The Canadian Parks and Wilderness Society has completed its sixth annual review of the state of Canada’s parks

The Canadian Parks and Wilderness Society has completed its sixth annual review of the state of Canada’s parks and has found that, across the country, most parks and proposed protected areas are facing greater threats than they were a year ago.

Peter Wood, spokesperson for the society, says that in B.C., for instance, provincial parks and protected areas are facing serious threats from amendments to the province’s Park Act, which now permit industrial research within park boundaries and facilitate the park boundary adjustment process for industrial purposes, like building pipelines. One problem, he says, is that ‘research’ is not defined, so can be used to justify all sorts of invasive activities specifically designed to facilitate industrial development. For example, he says, Kinder Morgan has been issued permits in five different parks and protected areas to conduct research that will be used to support the expansion of their pipeline.

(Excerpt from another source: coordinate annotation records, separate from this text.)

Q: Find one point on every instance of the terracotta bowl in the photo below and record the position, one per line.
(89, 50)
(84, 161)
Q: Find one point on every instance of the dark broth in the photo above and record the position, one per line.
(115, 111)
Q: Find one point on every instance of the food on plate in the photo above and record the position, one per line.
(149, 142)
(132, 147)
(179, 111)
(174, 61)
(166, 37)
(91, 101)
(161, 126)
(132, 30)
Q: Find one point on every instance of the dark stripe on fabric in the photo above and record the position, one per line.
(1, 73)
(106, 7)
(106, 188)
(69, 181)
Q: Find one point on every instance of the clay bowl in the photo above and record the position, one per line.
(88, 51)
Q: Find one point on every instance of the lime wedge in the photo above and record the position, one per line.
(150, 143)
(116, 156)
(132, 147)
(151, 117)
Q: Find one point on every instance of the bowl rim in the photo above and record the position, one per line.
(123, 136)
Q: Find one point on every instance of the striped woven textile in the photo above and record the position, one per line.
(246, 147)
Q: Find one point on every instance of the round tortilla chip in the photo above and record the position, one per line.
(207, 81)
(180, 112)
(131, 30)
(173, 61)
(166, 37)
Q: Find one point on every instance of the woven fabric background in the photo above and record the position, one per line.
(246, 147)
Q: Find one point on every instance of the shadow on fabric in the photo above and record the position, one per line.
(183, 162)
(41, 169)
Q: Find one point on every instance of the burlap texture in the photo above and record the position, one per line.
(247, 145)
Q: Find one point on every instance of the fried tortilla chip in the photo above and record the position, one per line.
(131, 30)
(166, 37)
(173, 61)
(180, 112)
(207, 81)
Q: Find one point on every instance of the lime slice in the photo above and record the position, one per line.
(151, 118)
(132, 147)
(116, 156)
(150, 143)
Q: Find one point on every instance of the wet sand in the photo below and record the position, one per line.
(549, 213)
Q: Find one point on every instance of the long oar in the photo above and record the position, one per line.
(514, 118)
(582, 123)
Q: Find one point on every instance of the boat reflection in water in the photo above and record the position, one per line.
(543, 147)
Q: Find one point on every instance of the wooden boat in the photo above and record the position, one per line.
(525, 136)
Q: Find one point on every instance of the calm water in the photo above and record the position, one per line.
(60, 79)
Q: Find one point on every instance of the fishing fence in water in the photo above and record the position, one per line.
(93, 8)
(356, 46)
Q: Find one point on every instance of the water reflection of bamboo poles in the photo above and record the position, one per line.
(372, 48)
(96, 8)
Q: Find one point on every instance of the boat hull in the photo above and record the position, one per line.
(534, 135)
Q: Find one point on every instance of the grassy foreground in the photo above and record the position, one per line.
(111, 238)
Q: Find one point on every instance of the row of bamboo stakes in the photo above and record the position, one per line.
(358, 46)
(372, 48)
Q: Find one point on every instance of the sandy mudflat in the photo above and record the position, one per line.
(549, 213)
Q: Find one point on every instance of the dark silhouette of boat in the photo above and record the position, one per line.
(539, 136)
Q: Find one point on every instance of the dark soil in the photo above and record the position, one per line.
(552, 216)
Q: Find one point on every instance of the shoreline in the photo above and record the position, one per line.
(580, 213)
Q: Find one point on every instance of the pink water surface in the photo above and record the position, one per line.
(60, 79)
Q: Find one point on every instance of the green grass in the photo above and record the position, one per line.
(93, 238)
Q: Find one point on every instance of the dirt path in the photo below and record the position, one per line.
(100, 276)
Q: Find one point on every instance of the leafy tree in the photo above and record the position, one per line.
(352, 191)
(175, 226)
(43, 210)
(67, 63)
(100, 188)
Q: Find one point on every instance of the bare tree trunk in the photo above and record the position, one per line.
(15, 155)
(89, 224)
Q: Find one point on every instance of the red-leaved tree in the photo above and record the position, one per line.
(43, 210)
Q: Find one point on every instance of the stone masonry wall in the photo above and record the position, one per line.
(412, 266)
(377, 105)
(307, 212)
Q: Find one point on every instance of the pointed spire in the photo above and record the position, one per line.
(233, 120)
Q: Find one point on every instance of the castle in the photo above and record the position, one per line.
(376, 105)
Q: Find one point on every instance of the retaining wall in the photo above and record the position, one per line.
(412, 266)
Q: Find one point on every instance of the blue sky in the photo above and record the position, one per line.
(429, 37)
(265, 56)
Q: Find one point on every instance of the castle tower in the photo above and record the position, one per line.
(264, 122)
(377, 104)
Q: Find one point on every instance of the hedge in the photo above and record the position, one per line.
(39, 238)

This is precisely the opposite to what was envisioned when park land was preserved, and precisely not what tourists and residents want from their parks.

We go to parks to enjoy nature and the outdoors, not to see heavy machinery, surveyors or pipelines. Nor do the wildlife which are part of the chain of life that sustains us all need more encroachment on what little land they have left.

With the strength of tourism in this province and the necessity for clean water and air to live, it is false economy to sacrifice our parkland for any more industrial growth.